コンビニエンスストアのはしりでもありました。
当時は、食料品だけでなく日用品・雑貨も置いておりました。
移動販売は、そこから日曜日限定になり、新宿区若松町〜港区赤坂・乃木坂〜港区青山〜と、私も学生の頃特に暮れの繁忙期などは手伝いに行きました。
2トン車と、1.5トン車2台に青果を満載し、それが空になって帰って来ることは通常でした。
兄の友人も手伝いに来てくれて、早朝から夜遅くまでよく手伝って頂いたのを覚えています。
今は亡きパーカッショニストのSさん、トラックを居眠り運転していて助手席でビビったことも思い出です。
都心には、高級スーパーがあっても品質が悪い、高価、遠い…等々、住民にとっての悩みを移動販売によって解消するといった需要から、当時から重宝がられていたようです。
それは今でも変わらないようです。
当然、それを狙って競合の移動販売の商店も来られていたようです。
自分が社会人になり、その仕事で手いっぱい…のふりをして、あまりお店のことには関心を寄せていなかったことも否めません。
「普段、会社勤めしているのに、休みになって何で家の仕事をしなければならないの?」
という、若さ故の了見の狭さに恥ずかしさを今更ながら覚えます。
特に、父に対しては反発することも多かったから。
父は父で、その頃は埼玉や茨城の農家を廻っては農協に出せない規格外の果物を、1パレットあたり値決めをして安く仕入れ、それを外食チェーン店や仲間の移動販売の連中に販売していたこともあり、その手伝いはしていました。

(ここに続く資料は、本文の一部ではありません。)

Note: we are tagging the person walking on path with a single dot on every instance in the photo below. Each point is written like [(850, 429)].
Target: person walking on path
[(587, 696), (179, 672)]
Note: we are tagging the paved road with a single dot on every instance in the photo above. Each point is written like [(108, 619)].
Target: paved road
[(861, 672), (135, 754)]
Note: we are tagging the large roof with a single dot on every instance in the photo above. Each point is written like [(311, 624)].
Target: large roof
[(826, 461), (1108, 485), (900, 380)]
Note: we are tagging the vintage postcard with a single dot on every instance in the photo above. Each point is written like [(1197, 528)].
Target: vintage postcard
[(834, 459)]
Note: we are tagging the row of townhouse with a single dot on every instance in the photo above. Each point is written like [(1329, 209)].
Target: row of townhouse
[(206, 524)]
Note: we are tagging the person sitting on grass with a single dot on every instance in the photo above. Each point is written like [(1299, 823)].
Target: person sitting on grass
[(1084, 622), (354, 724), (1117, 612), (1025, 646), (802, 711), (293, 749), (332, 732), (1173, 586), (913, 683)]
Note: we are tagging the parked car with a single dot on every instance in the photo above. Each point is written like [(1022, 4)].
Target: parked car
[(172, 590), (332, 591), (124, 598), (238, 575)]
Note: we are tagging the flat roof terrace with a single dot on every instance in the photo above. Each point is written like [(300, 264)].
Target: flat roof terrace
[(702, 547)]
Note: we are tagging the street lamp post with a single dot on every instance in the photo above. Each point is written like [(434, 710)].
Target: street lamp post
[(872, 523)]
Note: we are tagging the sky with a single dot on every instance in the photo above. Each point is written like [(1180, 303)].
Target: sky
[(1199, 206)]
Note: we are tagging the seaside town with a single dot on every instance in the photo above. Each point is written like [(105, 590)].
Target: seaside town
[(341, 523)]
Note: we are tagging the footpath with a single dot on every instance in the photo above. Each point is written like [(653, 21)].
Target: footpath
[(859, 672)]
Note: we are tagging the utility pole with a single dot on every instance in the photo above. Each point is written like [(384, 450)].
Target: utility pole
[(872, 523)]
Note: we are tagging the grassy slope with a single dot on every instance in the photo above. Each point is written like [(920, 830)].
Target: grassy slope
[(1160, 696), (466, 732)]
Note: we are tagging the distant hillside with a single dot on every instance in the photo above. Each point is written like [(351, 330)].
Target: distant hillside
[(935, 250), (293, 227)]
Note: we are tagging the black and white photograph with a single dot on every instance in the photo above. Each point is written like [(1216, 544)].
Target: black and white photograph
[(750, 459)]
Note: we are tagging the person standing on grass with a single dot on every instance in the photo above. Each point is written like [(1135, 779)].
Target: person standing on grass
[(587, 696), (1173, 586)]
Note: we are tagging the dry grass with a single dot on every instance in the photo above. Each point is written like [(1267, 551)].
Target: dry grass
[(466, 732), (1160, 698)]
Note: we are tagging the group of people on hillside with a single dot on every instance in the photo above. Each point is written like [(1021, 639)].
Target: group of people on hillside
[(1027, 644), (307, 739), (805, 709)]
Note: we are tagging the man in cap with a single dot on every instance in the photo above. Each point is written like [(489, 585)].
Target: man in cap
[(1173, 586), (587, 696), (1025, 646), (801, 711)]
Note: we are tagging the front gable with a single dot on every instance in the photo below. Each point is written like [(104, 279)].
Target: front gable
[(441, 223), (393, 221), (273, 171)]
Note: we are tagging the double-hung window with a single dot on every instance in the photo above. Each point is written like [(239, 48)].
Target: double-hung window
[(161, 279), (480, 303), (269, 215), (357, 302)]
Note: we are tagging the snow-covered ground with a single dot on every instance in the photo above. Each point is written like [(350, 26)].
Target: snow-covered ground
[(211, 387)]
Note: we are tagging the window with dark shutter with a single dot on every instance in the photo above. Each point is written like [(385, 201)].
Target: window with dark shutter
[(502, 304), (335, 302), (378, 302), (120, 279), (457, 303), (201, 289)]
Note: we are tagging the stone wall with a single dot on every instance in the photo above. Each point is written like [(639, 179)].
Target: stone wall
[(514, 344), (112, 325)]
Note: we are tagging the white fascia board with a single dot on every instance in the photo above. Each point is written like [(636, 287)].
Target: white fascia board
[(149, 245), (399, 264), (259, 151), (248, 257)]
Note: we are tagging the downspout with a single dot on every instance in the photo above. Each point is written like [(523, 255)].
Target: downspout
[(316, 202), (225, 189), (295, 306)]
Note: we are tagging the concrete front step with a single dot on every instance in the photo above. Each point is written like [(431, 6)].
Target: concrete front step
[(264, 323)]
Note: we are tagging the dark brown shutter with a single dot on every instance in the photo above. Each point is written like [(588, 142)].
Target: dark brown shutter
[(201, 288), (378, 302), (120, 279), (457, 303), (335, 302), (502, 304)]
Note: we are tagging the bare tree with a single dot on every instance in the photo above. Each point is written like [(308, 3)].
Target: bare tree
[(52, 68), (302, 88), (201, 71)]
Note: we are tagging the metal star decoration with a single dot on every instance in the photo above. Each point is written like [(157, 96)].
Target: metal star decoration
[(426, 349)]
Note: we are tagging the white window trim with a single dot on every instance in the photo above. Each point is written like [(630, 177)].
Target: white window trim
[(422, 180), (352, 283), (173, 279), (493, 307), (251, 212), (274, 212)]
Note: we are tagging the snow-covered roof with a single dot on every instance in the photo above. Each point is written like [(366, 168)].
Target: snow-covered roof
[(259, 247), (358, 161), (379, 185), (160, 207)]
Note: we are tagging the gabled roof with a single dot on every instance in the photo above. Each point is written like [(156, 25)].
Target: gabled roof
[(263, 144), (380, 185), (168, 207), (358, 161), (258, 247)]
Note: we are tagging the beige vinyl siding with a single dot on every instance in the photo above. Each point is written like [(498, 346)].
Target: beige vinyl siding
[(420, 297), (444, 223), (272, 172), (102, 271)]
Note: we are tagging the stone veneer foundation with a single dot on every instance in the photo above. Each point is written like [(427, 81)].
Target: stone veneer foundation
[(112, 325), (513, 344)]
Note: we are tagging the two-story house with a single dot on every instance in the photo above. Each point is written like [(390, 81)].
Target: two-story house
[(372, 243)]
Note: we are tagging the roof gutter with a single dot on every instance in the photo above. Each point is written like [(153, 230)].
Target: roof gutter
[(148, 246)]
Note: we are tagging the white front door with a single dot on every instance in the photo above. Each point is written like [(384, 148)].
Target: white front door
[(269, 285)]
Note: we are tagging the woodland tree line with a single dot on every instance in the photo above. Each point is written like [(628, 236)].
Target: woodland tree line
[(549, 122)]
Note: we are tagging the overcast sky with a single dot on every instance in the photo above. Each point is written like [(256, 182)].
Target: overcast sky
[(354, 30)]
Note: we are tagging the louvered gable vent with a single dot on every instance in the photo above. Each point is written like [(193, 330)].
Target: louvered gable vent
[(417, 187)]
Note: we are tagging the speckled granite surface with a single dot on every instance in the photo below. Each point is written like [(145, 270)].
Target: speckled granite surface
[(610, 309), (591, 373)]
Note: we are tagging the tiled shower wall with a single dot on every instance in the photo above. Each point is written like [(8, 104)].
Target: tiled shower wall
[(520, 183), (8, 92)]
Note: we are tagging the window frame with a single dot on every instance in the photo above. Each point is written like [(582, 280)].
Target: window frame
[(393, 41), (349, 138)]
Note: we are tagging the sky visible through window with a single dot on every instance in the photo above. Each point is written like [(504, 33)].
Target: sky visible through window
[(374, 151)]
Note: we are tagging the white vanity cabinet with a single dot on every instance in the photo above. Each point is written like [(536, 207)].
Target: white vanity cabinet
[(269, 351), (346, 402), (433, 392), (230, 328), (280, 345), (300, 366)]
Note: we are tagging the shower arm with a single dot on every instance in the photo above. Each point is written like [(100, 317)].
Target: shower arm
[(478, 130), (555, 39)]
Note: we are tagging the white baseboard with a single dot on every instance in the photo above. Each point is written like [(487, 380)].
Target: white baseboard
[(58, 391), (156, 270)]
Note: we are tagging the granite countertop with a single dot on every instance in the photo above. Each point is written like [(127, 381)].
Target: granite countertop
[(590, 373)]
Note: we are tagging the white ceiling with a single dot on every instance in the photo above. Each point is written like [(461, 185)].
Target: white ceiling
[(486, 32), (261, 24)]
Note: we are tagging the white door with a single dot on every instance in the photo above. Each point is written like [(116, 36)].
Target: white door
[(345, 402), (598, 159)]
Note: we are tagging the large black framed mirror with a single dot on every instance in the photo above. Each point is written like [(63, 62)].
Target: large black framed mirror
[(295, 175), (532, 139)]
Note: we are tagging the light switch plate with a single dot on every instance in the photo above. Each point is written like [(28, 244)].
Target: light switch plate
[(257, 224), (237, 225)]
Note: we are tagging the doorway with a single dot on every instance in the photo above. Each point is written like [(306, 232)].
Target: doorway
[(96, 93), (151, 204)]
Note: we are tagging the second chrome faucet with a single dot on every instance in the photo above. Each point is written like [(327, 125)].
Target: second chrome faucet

兄は、その移動販売も父から引継ぎ、乃木坂〜赤坂に絞って継続してきました。
父の時代からの、古いお客さんもいらっしゃいました。
古いお客さん、新しい固定のお客さん皆さんが共通して口ぐちにされるのは
「やっぱりマートさんの野菜や果物でないと。スーパーや他の店ではもう買えない」
これは、もう言わずもがなですね。
あえてもう書きませんけど。
こんなコメントを頂く事ってすごいなあと思ったし、とてもありがたいことでもあります。
真摯に商売をしてきたからでしょう。
そんな、家の稼業に少しでも手伝うようになったのがこの数年です。
そのきっかけは、やはり息子のことや兄の怪我のことがなければ、もしかしたら手伝うこともなかったのかな?とも思いました。
そんな自分をも反省します。
数十年ぶりに、家の仕事の手伝いをするようになり、やはり父や兄の功績は大きいものと改めて感じました。
これだけ根強いファンが沢山いたこと、仕入れに目利きが必要なこと、それも今までの経験を重ねてできること…感心したことは沢山あります。
3年前から手伝いをしてきて、移動販売の場所も3回変わりました。
乃木坂公園の一角⇒向かいのマンションのエントランス⇒赤坂新坂マンションのエントランス…
どれも、お客さんの口利きなしでは継続できませんでした。
乃木坂公園が、大型マンション建設地でなくなるのがわかり、向かいのマンションのお客さんがそこの管理事務所に許可を得てもらってそのエントランスをお借りすることができました。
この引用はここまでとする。